A close friend of mine in Toastmasters, when she started, could not win a blue ribbon for all the whiskey in Ireland. I remembered the Cowardly Lion and knew all she needed was that bit of praise to set her on her feet. So, I sent her an Encouragement Card, along with one of my blue ribbons. Inside the card I wrote, “You are my First-Place Speaker!” From that day to this, she wins blue ribbons. All she needed was the praise; a crack, an opening into self-awareness and self-esteem.
To underscore this theme comes the inspiring book entitled, “Tribe.” “Tribe,” authored by Sebastian Junger, describes the history of the Red Man vs. the White Man.
When the Red Man captured the White Man, the White Man seldom tried to escape. He did not want to leave. And why?
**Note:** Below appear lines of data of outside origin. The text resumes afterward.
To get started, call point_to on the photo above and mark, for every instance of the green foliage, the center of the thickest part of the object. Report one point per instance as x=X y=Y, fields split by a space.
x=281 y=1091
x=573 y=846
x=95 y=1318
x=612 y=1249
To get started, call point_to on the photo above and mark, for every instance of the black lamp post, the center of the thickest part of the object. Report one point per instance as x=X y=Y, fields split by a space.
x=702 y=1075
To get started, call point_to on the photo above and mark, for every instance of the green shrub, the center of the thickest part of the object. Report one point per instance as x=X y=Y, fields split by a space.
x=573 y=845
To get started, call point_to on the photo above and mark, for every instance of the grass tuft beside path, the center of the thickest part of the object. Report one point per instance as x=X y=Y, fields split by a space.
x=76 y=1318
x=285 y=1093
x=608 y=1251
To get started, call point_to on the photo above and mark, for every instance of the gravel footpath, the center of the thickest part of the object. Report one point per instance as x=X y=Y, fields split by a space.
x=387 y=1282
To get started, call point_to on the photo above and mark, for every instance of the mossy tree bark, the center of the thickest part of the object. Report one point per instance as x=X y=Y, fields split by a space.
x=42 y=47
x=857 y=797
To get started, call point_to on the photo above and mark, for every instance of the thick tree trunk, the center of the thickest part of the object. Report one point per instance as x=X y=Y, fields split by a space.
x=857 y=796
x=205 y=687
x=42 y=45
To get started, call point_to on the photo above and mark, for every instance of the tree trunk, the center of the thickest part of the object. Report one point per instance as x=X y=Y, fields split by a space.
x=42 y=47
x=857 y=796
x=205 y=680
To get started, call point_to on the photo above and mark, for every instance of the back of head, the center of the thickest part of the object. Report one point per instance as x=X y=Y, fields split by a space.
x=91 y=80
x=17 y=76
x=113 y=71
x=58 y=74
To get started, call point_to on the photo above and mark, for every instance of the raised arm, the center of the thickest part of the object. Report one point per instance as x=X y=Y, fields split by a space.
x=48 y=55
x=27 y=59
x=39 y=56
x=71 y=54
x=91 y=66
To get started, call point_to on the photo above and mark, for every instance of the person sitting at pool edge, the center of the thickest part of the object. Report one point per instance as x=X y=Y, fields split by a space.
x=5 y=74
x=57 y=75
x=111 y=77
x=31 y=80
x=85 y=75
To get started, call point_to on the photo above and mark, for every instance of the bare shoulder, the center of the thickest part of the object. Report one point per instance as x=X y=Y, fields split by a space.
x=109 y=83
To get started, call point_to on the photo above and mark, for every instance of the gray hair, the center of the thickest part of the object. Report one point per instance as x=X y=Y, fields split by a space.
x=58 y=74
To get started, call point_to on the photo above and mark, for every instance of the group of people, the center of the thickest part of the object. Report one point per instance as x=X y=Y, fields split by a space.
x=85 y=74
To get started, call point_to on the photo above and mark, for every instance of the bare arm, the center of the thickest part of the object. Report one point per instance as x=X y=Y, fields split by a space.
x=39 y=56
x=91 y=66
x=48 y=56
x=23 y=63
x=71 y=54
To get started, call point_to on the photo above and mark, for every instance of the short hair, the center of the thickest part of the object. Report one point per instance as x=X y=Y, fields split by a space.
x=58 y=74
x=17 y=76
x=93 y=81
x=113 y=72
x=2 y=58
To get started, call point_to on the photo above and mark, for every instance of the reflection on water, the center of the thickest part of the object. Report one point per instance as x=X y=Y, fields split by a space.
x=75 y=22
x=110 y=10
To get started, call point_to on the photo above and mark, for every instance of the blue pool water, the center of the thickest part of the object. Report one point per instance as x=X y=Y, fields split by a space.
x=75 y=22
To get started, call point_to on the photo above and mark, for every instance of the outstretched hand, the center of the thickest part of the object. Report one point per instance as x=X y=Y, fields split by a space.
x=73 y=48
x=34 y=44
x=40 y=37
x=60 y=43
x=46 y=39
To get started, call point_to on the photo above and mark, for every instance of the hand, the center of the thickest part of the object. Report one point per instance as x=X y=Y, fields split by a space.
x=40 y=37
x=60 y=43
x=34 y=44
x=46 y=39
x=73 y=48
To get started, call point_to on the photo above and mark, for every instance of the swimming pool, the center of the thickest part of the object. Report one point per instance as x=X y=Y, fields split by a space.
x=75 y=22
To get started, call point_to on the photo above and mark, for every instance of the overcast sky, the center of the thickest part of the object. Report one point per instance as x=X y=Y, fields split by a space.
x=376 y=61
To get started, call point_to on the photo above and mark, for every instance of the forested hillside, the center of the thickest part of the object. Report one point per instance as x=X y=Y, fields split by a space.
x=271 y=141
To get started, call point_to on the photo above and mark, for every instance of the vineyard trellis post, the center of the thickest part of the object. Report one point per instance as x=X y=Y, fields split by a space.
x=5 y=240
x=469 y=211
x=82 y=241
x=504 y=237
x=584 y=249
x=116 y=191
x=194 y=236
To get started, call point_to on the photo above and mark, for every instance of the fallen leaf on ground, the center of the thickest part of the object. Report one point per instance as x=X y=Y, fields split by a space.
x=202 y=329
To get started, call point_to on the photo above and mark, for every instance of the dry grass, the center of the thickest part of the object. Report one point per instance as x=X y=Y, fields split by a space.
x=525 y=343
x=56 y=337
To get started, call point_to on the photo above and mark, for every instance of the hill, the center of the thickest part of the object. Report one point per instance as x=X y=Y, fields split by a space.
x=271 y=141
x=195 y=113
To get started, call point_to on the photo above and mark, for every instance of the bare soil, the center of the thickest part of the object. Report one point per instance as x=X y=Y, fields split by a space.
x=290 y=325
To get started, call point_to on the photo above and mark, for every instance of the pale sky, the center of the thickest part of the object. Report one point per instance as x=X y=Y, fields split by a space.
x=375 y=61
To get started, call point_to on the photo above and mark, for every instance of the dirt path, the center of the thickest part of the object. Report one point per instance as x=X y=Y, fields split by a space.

He enjoyed the tribal way. He enjoyed the communal living of feeling seen, heard, and held in positive regard.
On the other hand, when the White Man captured the Red Man, the Red Man either tried to escape or he died. Either way, he exited. The Red Man could not embrace the White Man’s ways with his square houses, walls, and stairs; disconnecting him from Sacred Mother Earth – disconnecting him from his fellow man.
The author goes on to conjecture today’s social problems stem from our being more White than Red - as we continue to live in square houses, drive square automobiles, and have square boxes in front of our faces with smart phones, I-pads and computers. Living more Facebook and less interface. Living less in communion. To counter this, we bring balance to our lives when we come together as we have tonight – for the underlying reasons of communion and companionship.
The Lakota Indians believe Loneliness is the one emotion mankind feels the same. So, when I tell you, “I’m lonely,” you know what I’m talking about. You know how I feel. No need to quantify or qualify. Likewise, when you tell me you are lonely, I know what you’re talking about. No need to describe it. The Lakota go on to say the cure for loneliness is found through the human touch. And through the human touch, the Presence of God may be found. The Great Spirit is found.
While we may not always touch one another on the physical, we can touch one another through our eyes, our ears, our words, through our positive regard. Even now, right now, Great Spirit can be found among us.
We are, by nature, flawed. There is no talent in finding the imperfections of others. We receive what we validate. Validate therefore what is right in the world, what is right in you, what is right in others. Validate the importance, the talent, the goodness, in each other and in yourself. As you saw in the beginning, our best comes forward, our goodness shines, every time we praise with praise.